Некоторое время казалось, что новый международный баланс наконец достигнут. Но партнеры опять решили нас перехитрить и начали переносить свои ветряки в пустыни и степи Курган-Сарая, куда «Bernie» не добивал из-за дефекта одного из орбитальных зеркал, поврежденного космическим мусором.
Дядя Отечества, не будь дураком, тут же ввел в Курган-Сарай улан-баторов (многие помнят красивую съемку – лава пересекающих границу конников с крохотными зелеными саженцами, привязанными к спинам).
И тогда произошло немыслимое.
Прошел слух, что Дядя Отечества погиб – вернее, убит – в подземном хранилище восьмого таера.
Никто точно не знал, когда и как это произошло, потому что слухи так и не материализовались в официальное сообщение. Если верить «Ватинформу» (информация мелькала только на конспирологических каналах), высшие сердоболы получили из Лондона электронное письмо, что банка с мозгом Дяди Отечества разбилась «при уборке помещения».
Это, конечно, было пересечением всех красных линий, какие можно вообразить. Никто в баночном руководстве, планировавшем операцию, даже предположить не мог, что такое возможно.
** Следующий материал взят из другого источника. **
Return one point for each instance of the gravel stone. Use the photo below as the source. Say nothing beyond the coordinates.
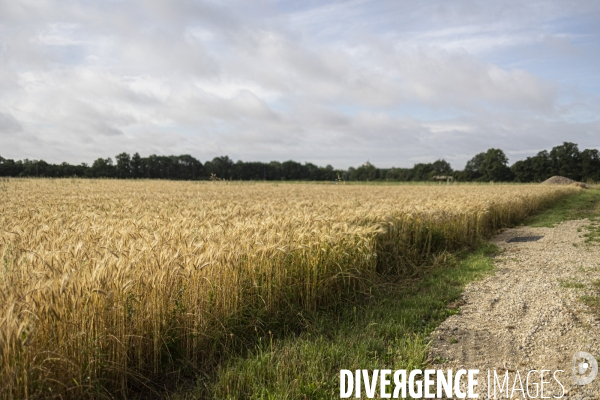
(522, 318)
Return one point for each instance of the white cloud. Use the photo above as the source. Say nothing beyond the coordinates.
(342, 82)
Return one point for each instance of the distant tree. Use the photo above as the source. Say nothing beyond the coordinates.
(103, 168)
(137, 166)
(442, 167)
(489, 166)
(495, 167)
(366, 172)
(566, 161)
(123, 165)
(472, 170)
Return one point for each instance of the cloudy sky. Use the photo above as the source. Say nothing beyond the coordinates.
(330, 82)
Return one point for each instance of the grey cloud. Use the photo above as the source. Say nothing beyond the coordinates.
(9, 124)
(341, 82)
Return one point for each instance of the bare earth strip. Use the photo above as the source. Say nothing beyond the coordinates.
(528, 314)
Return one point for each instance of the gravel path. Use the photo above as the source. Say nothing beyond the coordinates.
(528, 314)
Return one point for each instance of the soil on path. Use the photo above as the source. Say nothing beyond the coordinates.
(528, 315)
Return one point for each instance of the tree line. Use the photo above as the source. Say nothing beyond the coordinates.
(565, 160)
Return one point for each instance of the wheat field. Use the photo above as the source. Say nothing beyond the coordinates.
(107, 285)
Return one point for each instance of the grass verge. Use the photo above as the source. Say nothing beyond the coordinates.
(389, 331)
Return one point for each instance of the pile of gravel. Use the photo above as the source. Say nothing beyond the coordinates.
(561, 180)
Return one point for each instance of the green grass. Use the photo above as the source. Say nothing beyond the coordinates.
(585, 204)
(388, 331)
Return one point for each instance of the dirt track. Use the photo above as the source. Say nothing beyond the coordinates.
(528, 314)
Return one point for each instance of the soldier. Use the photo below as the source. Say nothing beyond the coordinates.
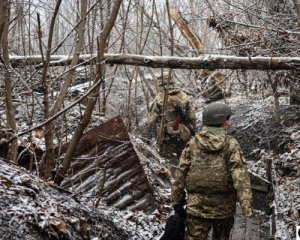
(179, 119)
(213, 171)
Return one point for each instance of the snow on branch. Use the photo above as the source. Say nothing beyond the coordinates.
(210, 62)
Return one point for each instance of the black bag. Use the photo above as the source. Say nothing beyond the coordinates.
(174, 229)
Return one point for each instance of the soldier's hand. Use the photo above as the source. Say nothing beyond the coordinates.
(248, 212)
(179, 209)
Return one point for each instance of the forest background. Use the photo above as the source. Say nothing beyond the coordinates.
(68, 65)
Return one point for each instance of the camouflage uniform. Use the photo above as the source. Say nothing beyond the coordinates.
(211, 195)
(172, 144)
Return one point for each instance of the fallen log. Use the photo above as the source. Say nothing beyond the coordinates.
(210, 62)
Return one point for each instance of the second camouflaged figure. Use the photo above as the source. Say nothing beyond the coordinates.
(213, 172)
(179, 122)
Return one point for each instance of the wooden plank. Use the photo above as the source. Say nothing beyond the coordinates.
(253, 228)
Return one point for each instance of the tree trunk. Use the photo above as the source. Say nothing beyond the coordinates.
(10, 111)
(92, 100)
(297, 10)
(49, 158)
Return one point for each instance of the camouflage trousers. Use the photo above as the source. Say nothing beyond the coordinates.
(198, 228)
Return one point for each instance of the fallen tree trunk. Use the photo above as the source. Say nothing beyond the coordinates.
(210, 62)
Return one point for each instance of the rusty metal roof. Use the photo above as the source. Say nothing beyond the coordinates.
(106, 167)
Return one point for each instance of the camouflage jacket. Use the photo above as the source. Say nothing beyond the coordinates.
(175, 97)
(211, 204)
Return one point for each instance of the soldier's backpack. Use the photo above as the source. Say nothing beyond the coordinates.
(175, 123)
(208, 172)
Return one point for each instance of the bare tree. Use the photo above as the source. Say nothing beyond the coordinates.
(10, 110)
(102, 43)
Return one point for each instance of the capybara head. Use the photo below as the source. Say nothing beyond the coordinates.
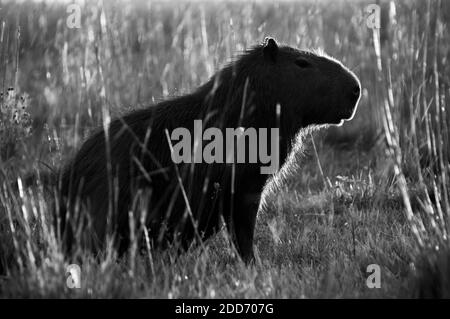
(311, 87)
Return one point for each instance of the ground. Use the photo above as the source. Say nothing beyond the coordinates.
(339, 212)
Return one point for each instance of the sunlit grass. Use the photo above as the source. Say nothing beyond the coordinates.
(381, 197)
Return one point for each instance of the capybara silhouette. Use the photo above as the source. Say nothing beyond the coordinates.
(125, 175)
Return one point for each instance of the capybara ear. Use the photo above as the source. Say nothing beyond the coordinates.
(270, 49)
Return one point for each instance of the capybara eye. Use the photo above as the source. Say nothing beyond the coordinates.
(302, 63)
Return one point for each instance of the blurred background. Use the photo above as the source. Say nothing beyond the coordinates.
(391, 161)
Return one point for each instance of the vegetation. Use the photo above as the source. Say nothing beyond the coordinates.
(374, 191)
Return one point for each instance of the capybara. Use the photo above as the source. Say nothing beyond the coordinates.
(127, 171)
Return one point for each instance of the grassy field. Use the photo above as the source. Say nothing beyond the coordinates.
(374, 191)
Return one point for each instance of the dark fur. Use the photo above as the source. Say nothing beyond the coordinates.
(320, 91)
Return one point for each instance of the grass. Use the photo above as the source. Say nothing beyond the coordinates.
(375, 192)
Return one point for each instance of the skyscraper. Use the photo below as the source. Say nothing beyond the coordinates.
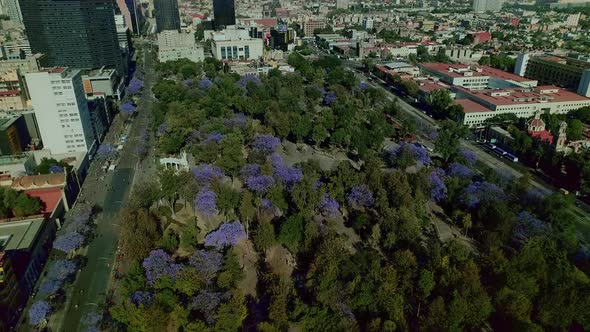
(12, 9)
(73, 33)
(224, 13)
(167, 15)
(61, 110)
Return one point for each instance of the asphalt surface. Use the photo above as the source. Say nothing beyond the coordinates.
(111, 192)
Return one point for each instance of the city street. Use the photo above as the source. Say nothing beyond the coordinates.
(111, 192)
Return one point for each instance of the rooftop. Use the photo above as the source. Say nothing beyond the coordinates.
(50, 198)
(21, 234)
(470, 106)
(39, 181)
(5, 122)
(455, 70)
(519, 96)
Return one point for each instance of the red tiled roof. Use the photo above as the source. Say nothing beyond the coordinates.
(49, 197)
(520, 93)
(470, 106)
(9, 93)
(542, 135)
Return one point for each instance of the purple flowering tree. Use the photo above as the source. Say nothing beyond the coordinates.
(206, 302)
(417, 152)
(205, 83)
(260, 184)
(330, 98)
(214, 137)
(38, 312)
(205, 202)
(287, 175)
(238, 121)
(360, 196)
(438, 189)
(205, 174)
(128, 108)
(49, 287)
(158, 265)
(266, 143)
(247, 79)
(68, 242)
(460, 171)
(56, 169)
(106, 151)
(135, 86)
(141, 298)
(162, 129)
(188, 83)
(229, 233)
(480, 192)
(328, 206)
(91, 318)
(207, 262)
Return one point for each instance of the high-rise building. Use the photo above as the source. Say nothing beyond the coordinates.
(487, 5)
(12, 10)
(224, 13)
(342, 4)
(167, 15)
(73, 33)
(61, 110)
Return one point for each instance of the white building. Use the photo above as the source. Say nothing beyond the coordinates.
(61, 110)
(487, 5)
(233, 44)
(341, 4)
(522, 102)
(174, 45)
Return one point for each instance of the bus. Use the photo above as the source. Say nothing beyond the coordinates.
(511, 157)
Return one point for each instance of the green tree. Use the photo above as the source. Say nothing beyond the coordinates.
(575, 130)
(291, 234)
(170, 240)
(440, 100)
(264, 236)
(449, 138)
(231, 158)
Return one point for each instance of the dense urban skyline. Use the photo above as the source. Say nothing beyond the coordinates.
(174, 165)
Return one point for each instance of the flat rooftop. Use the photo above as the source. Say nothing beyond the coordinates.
(520, 96)
(21, 234)
(454, 70)
(469, 106)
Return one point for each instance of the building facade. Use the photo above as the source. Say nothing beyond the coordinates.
(13, 11)
(522, 102)
(487, 5)
(14, 136)
(224, 13)
(73, 33)
(174, 45)
(61, 109)
(232, 44)
(167, 15)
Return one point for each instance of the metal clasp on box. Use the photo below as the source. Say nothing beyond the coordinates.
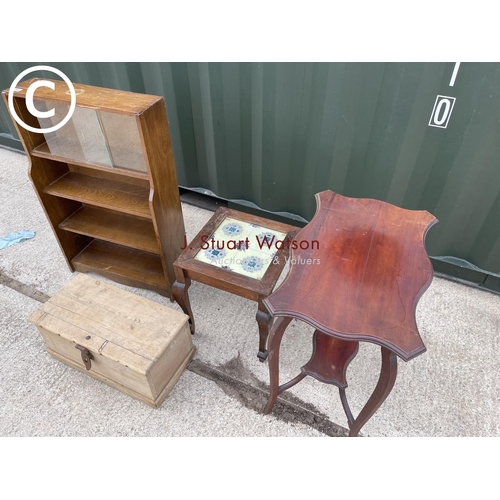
(86, 356)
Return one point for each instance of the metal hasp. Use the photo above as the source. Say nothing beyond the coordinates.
(86, 356)
(361, 285)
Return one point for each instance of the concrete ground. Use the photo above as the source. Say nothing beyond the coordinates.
(451, 390)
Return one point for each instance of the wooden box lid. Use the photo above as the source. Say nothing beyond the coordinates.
(120, 325)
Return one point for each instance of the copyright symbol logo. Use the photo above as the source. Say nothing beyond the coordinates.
(30, 98)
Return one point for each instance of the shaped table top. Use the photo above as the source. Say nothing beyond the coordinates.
(358, 271)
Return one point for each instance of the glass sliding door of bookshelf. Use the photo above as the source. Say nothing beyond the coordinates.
(93, 136)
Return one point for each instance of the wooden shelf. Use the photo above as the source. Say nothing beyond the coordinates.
(125, 265)
(125, 198)
(95, 179)
(43, 151)
(115, 228)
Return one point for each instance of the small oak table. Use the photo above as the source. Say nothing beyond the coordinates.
(238, 253)
(373, 269)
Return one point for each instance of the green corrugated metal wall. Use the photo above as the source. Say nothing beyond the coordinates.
(271, 135)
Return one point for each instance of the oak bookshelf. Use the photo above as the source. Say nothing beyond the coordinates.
(107, 181)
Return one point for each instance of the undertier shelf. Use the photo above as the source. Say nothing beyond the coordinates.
(113, 195)
(123, 264)
(114, 228)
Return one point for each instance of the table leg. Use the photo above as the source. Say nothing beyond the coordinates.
(385, 384)
(274, 342)
(265, 322)
(180, 293)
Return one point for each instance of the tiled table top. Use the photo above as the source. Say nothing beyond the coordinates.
(244, 248)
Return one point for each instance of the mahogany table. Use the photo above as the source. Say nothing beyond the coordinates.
(373, 268)
(238, 253)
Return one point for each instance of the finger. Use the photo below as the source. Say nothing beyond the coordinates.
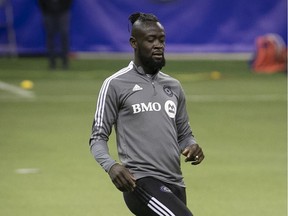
(200, 159)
Больше того, это был самоубийственный шаг со стороны мировых элит, потому что в мозгу генерала Судоплатонова стоял оружейный имплант, и после его смерти начался обратный отсчет в системе детонации Кобальтового Гейзера – радиоактивного вулкана, взрыв которого должен был уничтожить все живое на планете.
Мир спасло только то, что Кобальтовый Гейзер не сработал. То ли это была очередная диверсия врага, то ли промысел, то ли с Гейзера и правда растащили за столетия весь уран и кобальт – но жизнь на Земле не пресеклась.
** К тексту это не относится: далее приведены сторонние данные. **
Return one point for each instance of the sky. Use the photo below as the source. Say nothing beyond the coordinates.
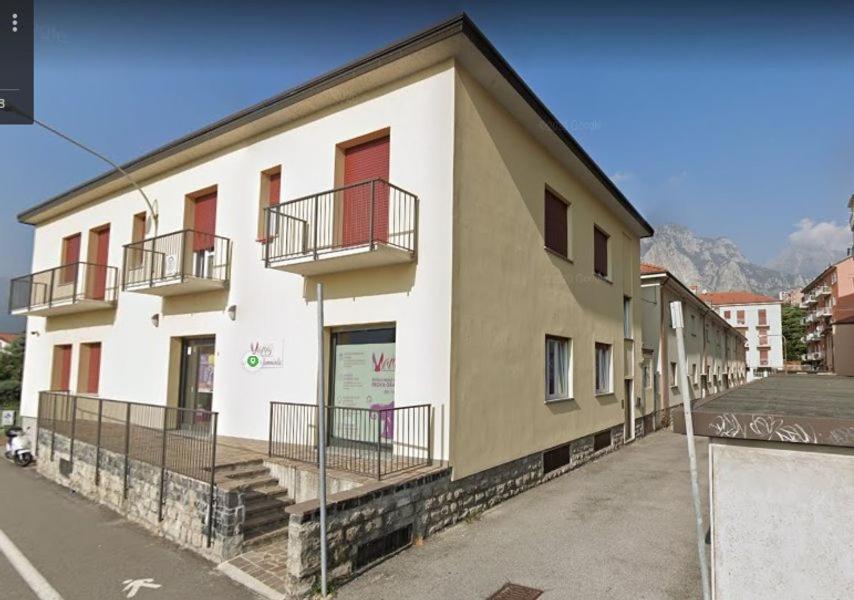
(732, 121)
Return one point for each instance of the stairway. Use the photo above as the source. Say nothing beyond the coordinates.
(265, 519)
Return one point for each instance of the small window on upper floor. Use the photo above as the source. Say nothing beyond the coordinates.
(556, 224)
(600, 253)
(271, 195)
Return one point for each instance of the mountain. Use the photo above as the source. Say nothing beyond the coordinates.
(712, 263)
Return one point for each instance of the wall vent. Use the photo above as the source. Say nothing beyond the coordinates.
(555, 458)
(383, 546)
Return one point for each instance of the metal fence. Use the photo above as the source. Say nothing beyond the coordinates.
(362, 214)
(175, 257)
(372, 442)
(63, 285)
(179, 440)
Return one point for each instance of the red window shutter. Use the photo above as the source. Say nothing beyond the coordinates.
(366, 162)
(556, 226)
(94, 374)
(204, 222)
(600, 252)
(274, 189)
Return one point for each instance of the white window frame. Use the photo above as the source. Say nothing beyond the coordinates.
(562, 347)
(610, 369)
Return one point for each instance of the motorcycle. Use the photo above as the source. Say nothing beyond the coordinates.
(18, 446)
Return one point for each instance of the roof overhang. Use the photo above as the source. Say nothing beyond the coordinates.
(457, 38)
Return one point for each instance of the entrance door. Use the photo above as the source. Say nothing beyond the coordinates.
(364, 204)
(630, 411)
(101, 238)
(198, 358)
(362, 379)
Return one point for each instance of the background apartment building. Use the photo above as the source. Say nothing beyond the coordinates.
(474, 260)
(828, 303)
(759, 319)
(715, 349)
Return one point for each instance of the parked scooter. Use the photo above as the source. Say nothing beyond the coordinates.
(18, 446)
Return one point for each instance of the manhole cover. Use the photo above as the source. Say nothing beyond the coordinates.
(512, 591)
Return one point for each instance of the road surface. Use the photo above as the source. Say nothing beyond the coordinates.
(83, 551)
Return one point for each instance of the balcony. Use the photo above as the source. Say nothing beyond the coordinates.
(368, 224)
(183, 262)
(73, 288)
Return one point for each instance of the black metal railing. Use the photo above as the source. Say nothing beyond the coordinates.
(177, 440)
(63, 285)
(372, 442)
(176, 257)
(365, 214)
А поскольку она продолжалась, возник вопрос о том, как именно все будет происходить дальше.
Негласным регентом Доброго Государства после смерти Судоплатонова стал генерал Шкуро (официально у власти оставался Дядя Отечества).
Проблем у Шкуро было выше крыши, потому что Курган-Сарай никуда не делся. Сердобольская конница, так уверенно выглядевшая на параде в сомкнутом строю, расшиблась в бескрайней азиатской степи на пыль и атомы. Надо было гнать на восток новые полки и табуны и, конечно, постоянно втирать что-то ободряющее гомикам с нулевого таера.
Шкуро получил от Думы титул «Мощнопожатного», что по плану сердобольских политтехнологов должно было отвлечь внимание глубинного народа от его баночного статуса и одновременно намекнуть на рукопожатность в криптолиберальных кругах.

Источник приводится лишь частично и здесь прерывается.